Liputan6.com, Jakarta - Gubernur Jawa Barat Ridwan Kamil menyebutkan, dampak perubahan iklim sudah di depan mata. Ia mengatakan bahwa perubahan iklim bukan hanya kampanye negara barat tetapi sudah terasa di daerah pesisir Jawa Barat.

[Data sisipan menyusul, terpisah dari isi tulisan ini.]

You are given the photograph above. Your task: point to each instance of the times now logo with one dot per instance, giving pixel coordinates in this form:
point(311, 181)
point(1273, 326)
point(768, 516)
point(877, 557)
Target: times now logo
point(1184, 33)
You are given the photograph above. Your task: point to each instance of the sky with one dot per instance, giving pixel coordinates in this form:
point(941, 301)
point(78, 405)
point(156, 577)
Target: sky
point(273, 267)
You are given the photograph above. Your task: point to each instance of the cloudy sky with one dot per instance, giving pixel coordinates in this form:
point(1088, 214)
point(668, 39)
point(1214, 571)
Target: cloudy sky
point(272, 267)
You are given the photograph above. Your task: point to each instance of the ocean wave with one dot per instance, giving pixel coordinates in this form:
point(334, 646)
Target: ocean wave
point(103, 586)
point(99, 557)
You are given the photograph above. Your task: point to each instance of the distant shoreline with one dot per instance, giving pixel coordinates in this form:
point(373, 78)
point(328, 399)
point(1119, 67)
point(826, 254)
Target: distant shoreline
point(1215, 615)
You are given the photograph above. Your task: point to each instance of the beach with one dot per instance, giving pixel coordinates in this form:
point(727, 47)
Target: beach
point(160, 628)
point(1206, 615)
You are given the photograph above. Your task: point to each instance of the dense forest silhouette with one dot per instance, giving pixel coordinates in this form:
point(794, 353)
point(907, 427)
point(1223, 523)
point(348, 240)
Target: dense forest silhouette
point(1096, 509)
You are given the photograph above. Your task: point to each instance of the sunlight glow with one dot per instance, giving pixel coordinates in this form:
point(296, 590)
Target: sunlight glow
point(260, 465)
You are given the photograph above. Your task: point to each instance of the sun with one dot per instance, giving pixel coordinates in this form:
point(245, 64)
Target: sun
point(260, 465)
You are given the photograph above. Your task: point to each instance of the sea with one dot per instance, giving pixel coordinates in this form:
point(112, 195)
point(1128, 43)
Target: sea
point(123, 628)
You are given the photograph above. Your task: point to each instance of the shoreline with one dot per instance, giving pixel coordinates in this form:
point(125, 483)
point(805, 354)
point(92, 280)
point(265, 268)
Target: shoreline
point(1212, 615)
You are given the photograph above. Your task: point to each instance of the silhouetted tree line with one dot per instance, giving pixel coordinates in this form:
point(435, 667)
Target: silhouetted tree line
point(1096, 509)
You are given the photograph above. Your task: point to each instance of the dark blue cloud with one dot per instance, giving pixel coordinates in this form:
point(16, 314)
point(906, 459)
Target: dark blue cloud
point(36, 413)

Ridwan Kamil menjelaskan, sudah ada kurang lebih 700 hektare daratan di utara Jawa Barat hilang, berubah menjadi air laut. Tepatnya di sepanjang pantai utara dari mulai Kabupaten Bekasi, Kabupaten Karawang sampai Kabupaten Subang. Khusus di Bekasi, daratan yang hilang tersebut mencapai 400 hektare.
Baca Juga
"Kami sudah kehilangan 700 hektar tanah dari Bekasi sampai Subang ini sudah jadi laut," kata Ridwan dalam acara Forum Group Discussion yang dibuat oleh SKK Migas di Bandung, Jawa Barat, Senin (3/10/2022).
Advertisement
Pria yang akrab disapa Kang Emil ini mengaku pernah didatangi warga pesisir yang rumahnya tenggelam air laut. Warga tersebut datang membawa sertifikat tanah yang faktanya, sudah tidak lagi berbentuk lahan.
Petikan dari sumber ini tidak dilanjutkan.